Tuesday, October 6, 2009

U.S. behind in preventable deaths

Is this a shock? No. This information has been out here for a while. As long as the insurance companies in this country have the strangle hold of the U.S. citizens, it will always be like this. Getting sick in this country has become unaffordable. The Democrats in Congress can try to water down a bill, do it at your own risk starting in 2010. People voted for change not increments. This is 2009, not 1993.

As Congress presses forward with landmark legislation to revamp the nation's health-care system, lawmakers are grappling with a troubling question:

Are Americans dying too soon? The answer is yes. When it comes to "preventable deaths" -- an array of illnesses and injuries that should not kill at an early age -- the United States trails other industrialized nations and has been falling further behind over the past decade.

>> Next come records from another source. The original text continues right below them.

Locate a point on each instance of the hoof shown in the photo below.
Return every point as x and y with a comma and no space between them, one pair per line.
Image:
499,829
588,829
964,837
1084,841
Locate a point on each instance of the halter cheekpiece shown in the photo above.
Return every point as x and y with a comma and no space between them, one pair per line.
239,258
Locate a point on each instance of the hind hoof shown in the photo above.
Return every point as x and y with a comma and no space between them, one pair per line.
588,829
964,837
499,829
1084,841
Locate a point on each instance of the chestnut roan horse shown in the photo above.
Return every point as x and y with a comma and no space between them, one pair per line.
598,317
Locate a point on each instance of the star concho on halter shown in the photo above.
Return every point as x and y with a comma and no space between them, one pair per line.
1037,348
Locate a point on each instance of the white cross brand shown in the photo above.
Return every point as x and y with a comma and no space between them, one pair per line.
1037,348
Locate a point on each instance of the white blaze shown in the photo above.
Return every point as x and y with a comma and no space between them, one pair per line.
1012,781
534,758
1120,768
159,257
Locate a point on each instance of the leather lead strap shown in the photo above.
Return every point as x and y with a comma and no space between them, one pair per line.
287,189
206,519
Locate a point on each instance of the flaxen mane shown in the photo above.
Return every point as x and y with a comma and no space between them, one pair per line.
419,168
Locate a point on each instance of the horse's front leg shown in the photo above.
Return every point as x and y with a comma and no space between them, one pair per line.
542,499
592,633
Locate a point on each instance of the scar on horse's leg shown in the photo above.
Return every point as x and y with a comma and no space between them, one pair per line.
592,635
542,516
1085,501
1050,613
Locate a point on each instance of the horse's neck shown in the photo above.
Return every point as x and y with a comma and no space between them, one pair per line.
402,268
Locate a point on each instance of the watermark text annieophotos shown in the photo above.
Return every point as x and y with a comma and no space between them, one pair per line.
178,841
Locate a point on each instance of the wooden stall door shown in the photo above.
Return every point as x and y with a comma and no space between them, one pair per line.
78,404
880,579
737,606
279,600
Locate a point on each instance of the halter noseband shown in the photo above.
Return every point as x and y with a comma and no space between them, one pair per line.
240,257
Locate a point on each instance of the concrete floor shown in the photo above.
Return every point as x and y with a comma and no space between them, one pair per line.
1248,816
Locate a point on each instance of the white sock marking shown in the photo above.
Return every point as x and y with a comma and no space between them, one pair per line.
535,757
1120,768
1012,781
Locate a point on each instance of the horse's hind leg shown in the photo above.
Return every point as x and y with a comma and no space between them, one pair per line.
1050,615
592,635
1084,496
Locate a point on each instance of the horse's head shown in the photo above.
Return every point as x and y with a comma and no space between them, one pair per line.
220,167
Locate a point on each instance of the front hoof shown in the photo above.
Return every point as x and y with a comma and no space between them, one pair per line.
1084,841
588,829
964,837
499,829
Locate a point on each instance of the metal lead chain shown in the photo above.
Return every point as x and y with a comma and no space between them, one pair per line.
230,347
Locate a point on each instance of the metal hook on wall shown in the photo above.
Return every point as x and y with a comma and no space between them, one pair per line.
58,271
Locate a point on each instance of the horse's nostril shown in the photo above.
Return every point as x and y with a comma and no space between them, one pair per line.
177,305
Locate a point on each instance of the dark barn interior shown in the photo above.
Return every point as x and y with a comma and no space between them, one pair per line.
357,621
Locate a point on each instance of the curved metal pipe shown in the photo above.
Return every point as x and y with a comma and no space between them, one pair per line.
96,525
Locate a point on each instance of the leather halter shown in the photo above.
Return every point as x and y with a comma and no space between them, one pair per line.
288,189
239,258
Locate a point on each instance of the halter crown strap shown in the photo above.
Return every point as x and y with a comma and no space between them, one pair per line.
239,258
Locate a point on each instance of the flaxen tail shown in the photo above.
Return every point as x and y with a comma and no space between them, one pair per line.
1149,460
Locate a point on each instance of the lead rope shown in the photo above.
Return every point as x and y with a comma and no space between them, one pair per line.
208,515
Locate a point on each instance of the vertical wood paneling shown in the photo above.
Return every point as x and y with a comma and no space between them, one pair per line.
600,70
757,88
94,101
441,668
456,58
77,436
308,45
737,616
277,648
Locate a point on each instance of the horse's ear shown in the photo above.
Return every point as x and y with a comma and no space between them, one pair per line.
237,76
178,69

Although the United States now spends $2.4 trillion a year on medical care -- vastly more per capita than comparable countries -- the nation ranks near the bottom on premature deaths caused by illnesses such as diabetes, epilepsy, stroke, influenza, ulcers and pneumonia, according to research by the nonpartisan Commonwealth Fund published in the journal Health Affairs.

During last week's marathon health-care debate in the Senate Finance Committee, Sen. Kent Conrad (D-N.D.) bemoaned the findings.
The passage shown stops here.